Integrative Medicine improving the quality of life
By Gabriella Ceraso
Mainstream medical research and conquests and the experience of millenary unconventional traditions cohabitate and collaborate at the 2nd World Congress of Integrative Medicine and Health taking place at Rome’s Angelicum Congress Centre until 23 September.
Oncology is one of the eight pivotal themes focussed on at the Congress. According to both allopathic and holistic experts, an integrated approach to healing and health for cancer patients, in the balance between tradition and convention, in which acupuncture, nutrition and chemotherapy have a role to play, is particularly effective.
Important scientific studies presented at the Congress in this context, include those conducted by physicians and specialists of ARTOI (Foundation for Research on Integrative Oncological Therapies), on 60 patients suffering from cancer.
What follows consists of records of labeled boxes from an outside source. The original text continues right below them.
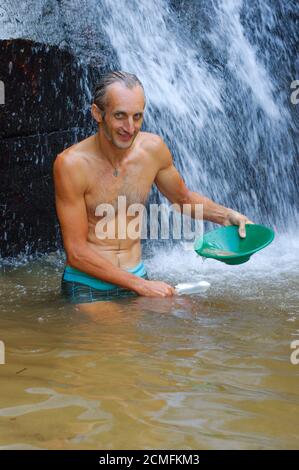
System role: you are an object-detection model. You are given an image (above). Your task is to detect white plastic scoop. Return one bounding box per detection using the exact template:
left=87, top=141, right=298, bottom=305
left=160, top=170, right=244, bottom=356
left=175, top=281, right=211, bottom=295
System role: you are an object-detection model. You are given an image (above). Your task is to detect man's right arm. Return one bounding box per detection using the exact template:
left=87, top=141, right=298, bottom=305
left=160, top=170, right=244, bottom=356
left=54, top=154, right=174, bottom=296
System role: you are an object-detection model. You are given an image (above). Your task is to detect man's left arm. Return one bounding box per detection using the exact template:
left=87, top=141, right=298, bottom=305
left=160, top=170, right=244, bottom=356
left=155, top=139, right=253, bottom=238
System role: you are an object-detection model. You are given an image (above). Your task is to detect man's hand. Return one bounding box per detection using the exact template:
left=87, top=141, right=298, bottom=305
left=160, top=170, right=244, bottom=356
left=223, top=209, right=254, bottom=238
left=134, top=279, right=175, bottom=297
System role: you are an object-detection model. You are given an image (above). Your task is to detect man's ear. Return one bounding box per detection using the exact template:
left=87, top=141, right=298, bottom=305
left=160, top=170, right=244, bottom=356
left=91, top=103, right=103, bottom=124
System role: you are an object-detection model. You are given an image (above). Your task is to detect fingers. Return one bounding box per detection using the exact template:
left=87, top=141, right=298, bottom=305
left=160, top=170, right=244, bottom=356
left=239, top=219, right=254, bottom=238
They unequivocally reveal the positive synergistic effects of administering natural and botanical products and other integrative modes, as well as traditional radiotherapy, with the ultimate aim of prolonging the survival and improving the quality of life of the patient.
Studies show that as well as natural therapeutic options, treatment methods may include hyperthermia, cannabis, acupuncture in breast cancer patients, Nordic walking, mind-body medicine for reducing side effects, homoeopathy, herbal medicine, traditional Chinese medicine, counselling, and mindfulness.
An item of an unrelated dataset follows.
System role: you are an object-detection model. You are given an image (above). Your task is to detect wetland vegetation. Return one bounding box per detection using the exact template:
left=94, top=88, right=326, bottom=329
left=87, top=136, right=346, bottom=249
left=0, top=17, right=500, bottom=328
Overcoming the historic rift between medicine and unconventional practices
Asked whether the rift that has historically existed between medicine and unconventional practices has been overcome, Dr Elio Rossi, Director of the Outpatient Clinic of Homeopathy at the Hospital of Lucca, said there are areas in which coexistence is easier and others in which it is more difficult because there is no cooperation between practitioners.
What’s more, he explained, difficulty can easily turn into opposition. Fortunately, however, he added, to date the vast majority of those in contact with patients, especially paediatricians and general practitioners, are in favour of a holistic approach to the health of the patient.
Presence of WHO
Thus, the intervention and presence of the World Health Organization (WHO) at the Rome Congress is important, Dr Rossi said.
He noted that the WHO “has always had an interest in the development of unconventional methods, especially in the global south where there is no sustainability of expenditure for certain treatments."
And importantly, last August at the WHO Global Summit on Traditional Medicine 2023 “Towards Health and Well-Being for All”, held in Gandhinagar, Gujarat, India, the final declaration included a clear formula for the promotion of medicine defined as 'traditional, complementary and integrative', whose successes today are a hundred times greater than a few years ago.